What is the difference between a renegotiation and the repurchase of your credit? To take advantage of more attractive rates, two solutions exist renegotiation or the repurchase of credit.
For a borrower, what are the differences between these two practices? What is the most advantageous option? With borrowing rates historically at their lowest levels, there are opportunities. Manual.
What is mortgage renegotiation?
The renegotiation consists of a negotiation exercise with its banker, with the aim of obtaining more advantageous conditions than those negotiated at the time of taking out the first loan. We are seeking to modify the contract by an addendum.
After examining the file, the bank chooses whether or not to modify the conditions (rate, duration, monthly payment, timetable). The operation becomes financially advantageous from a differential of at least 0.5% between the proposed rate and the initial rate.
This translates – more concretely – into a reduction in monthly payments or a reduction in the duration of repayment of the loan. Before choosing this solution, the total cost of credit – before and after negotiation – must be assessed. Indeed, during a renegotiation, handling fees are to be taken into account.
Renegotiation is immediately the most obvious solution: it avoids many administrative formalities, such as the change of direct debit in particular. Note that it only concerns real estate loans, not consumer loans. In the event of the bank’s refusal, we can bring competition into play: we then speak of buying back mortgages.
What is credit repurchase?
Here, we create a new contract. The new mortgage, taken out with better conditions and at a more advantageous rate, fully reimburses the remaining capital of the initial mortgage. The objectives are the same as in the context of a renegotiation: obtain lower monthly payments or shorten the repayment tenure or both.
The repurchase of real estate credit implies to budget the expenses of files applied by the new lending establishment, and the indemnities of early repayment of the initial loan.

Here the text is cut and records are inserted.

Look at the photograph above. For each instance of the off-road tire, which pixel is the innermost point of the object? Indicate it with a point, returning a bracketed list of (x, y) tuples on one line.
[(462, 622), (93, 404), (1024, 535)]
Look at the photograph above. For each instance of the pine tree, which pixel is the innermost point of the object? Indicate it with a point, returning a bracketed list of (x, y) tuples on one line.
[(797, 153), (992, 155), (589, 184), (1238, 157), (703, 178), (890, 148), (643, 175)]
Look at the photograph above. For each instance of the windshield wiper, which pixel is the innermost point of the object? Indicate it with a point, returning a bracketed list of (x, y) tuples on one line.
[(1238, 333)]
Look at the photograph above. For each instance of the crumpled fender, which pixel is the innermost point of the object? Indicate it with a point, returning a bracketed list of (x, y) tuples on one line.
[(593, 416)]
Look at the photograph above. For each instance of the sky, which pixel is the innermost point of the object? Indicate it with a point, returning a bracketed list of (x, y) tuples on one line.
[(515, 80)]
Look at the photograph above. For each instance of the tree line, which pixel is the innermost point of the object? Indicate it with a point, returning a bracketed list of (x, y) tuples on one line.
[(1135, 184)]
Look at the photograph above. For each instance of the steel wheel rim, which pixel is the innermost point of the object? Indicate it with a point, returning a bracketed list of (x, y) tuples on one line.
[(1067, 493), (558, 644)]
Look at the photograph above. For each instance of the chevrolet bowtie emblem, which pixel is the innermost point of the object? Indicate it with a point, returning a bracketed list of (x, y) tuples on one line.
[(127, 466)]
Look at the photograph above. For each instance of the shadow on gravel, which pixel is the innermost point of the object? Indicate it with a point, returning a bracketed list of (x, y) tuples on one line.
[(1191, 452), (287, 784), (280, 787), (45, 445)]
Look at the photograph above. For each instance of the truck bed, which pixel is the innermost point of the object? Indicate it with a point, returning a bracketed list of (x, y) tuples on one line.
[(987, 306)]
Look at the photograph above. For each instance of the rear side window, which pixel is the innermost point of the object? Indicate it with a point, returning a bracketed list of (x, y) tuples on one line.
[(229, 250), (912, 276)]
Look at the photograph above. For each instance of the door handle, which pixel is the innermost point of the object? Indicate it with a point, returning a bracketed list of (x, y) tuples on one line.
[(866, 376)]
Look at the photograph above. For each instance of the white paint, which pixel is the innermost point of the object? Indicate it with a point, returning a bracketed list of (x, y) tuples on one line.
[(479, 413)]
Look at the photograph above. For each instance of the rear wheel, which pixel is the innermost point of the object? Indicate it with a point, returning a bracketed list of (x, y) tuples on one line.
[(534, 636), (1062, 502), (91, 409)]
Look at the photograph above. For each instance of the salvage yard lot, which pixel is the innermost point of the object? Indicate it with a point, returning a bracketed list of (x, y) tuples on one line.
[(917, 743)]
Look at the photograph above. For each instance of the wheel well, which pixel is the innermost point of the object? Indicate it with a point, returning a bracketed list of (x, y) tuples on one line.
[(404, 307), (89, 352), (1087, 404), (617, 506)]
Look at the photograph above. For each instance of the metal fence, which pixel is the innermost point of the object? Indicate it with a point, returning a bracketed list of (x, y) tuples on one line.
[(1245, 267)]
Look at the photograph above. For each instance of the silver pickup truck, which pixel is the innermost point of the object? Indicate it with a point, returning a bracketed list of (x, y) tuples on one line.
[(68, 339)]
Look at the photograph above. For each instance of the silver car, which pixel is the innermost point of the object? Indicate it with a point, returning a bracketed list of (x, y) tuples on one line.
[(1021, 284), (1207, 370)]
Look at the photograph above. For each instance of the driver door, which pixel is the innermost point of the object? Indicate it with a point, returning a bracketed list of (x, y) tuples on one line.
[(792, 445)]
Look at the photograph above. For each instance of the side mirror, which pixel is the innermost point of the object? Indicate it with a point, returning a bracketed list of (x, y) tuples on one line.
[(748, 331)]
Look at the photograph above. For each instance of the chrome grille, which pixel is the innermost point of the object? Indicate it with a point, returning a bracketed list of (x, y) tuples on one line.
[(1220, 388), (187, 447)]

Credit redemption can also take place for consumer loans. This is called credit consolidation. Here, we will seek to multiply the various loans. The goal is to obtain a single loan and a single monthly payment on more favorable terms. The monthly payment is reduced, at a fixed rate, and the duration of the credit is lengthened.
The 3 stages of a loan renegotiation
Before embarking on a renegotiation operation, it is essential to respect different stages:
- 1st step: estimate the remaining cost of the loan and calculate the amount to be renegotiated. The addition of the remaining interest to be paid until the last monthly payment corresponds to the cost of the credit. To assess the amount of capital remaining due, simply consult the amortization table against the date of the last monthly payment. The amount will serve as a reference for the new loan to be negotiated.
- 2nd step: request an estimate from the bank. Before any renegotiation, it is useful to obtain a simulation for a loan similar to the amount to be borrowed. If the bank’s proposal is more attractive, the loan must be renegotiated in order to obtain the same conditions as the simulation obtained.
- 3rd step: arm yourself with solid arguments. Renegotiation is not a right. It is therefore essential to work on your arguments. The borrower must offer the guarantee of being a good payer, of having his income domiciled in the bank, of having product placements and/or insurance. And to put the odds on its side, it is not useless to have some competing offers.
The 4 stages of a credit repurchase
A repurchase of credit by another banking establishment – a credit that cannot be transferred – implies changing banks. How to proceed?
- 1st step: prepare for the repurchase by seeking and analyzing all the information available: on your financial situation thanks in particular to your financial advisor and on the various players in the repurchase of credit by identifying them.
- 2nd step: compare the offers. After this tedious preparatory analysis work, and after consulting the chosen organizations, we compare all the offers available on the market on objective criteria: duration, type of rate, APR, insurance, etc. and we choose the one that presents the simulation. the most advantageous.
- 3rd step: acceptance and conclusion of the new credit. After accepting the most advantageous offer from the new lender, all that remains to be done is to finalize the release of the funds required to repay the loans.
4th step: monitor the completion of the process. In addition to step 3, it is strongly recommended that you follow the different steps carefully.